The Civil Procedure Rules which lay down the processes and procedures governing civil actions in England and Wales have a lot to say about Alternative Dispute Resolution, or ADR. Section 1.1 of the CPR lays down their overriding objective which is to ‘deal with cases justly and at proportionate cost.’It goes on to state that factors to be considered, which are the need to avoid expense, the financial positions of the parties, and the need to deal with issues expeditiously. The parties to the dispute are placed under a general duty to assist the Court in delivering the overriding objective (CPR 1.3), and the Courts, in actively managing the cases before it, are directed to ‘…encourage the parties to use alternative dispute resolution (ADR) procedure if the court considers that appropriate…’ (CPR 1.4(2)(e)).
Initially, the way in which the Courts would interpret the direction and guidance contained in these two sections of the CPR was unclear, but three cases in particular stand out as indicating the approach which they are taking, and the behaviour that they are expecting from the disputing parties and their legal teams, and the part that mediation should play in the process.
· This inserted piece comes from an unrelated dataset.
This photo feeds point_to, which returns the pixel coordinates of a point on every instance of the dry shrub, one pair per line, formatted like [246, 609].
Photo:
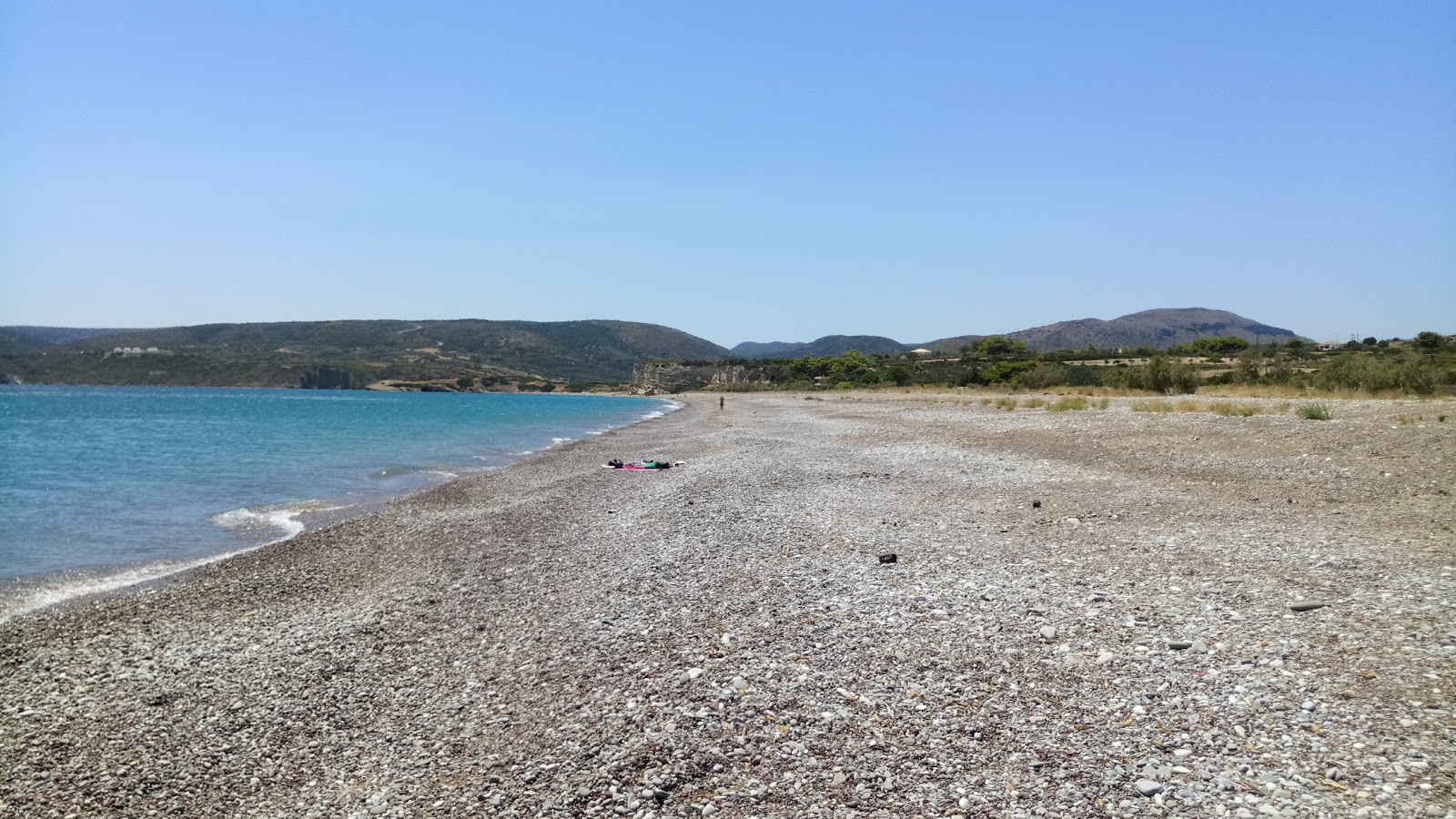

The first case was Shirayama Shokusan Co v Danovo Ltd [2003]. In that case, it was held that the Courts have the authority to compel parties to enter into some form of alternative dispute resolution, even when one party is an unwilling participant. The Court’s decision notwithstanding, it is a rule seldom followed, probably in recognition of the fact that a participant in a mediation session or other form of ADR who has been forced to attend is unlikely to approach the process with a frame of mind conducive to finding a resolution to the dispute.
The second case was Halsey v Milton Keynes NHS Trust [2004], and this is generally regarded as the single most important case concerning whether or not parties to a dispute should attempt mediation. The Court recognised the potential benefits in terms of time and cost that mediation brings, but observed that it will not always be appropriate in every case. The issue before the court was about costs. Generally speaking, the loser in any trial is ordered to pay the winner’s costs unless there are sound reasons why that would be unjust. In Halsey, the court held that the loser might be excused from meeting the winner’s costs if he or she could show that the winner refused to attempt to mediate the issue, and that the refusal was unreasonable. Evidence that the refusal was reasonable might be found if any of a number of different circumstances applied:
- The nature of the dispute between the parties was unsuitable for ADR, recognising that not all disputes are suitable for mediation;
- A reasonably held belief by the eventual winner that his or her case was absolutely unassailable;
- Evidence that the eventual winner had attempted other means of resolving the dispute short of trial;
- Whether, in a low value action, the costs of mediation or other form of ADR would have been disproportionate;
- The offer to mediate was made at the very last moment and just before a trial, which would have caused unnecessary disruption;
- ADR had no realistic chance of success; and
- Where the court had not encouraged the use of ADR.
In 2013 the Court of Appeal extended the guidelines set out in Halsey v Milton Keynes. Upholding the finding of the High Court, the Court of Appeal in the case of PGF II SA v OMFS Co [2013] held that not responding at all to an offer of mediation or other form of alternative dispute resolution amounted to unreasonable conduct, and that such conduct could result in the winner of the eventual court case losing his or her general right to have its costs paid by the party that had lost. This was regardless of whether or not a refusal to mediate, had such a refusal been given, would have been reasonable or not.
The Court explained that parties should be open in their reasons for refusal so as to allow differences to be ironed out and the door to mediation to be opened.
It is clear from these three cases that the Courts take their responsibilities to encourage mediation very seriously, and will penalise parties who refuse to take part.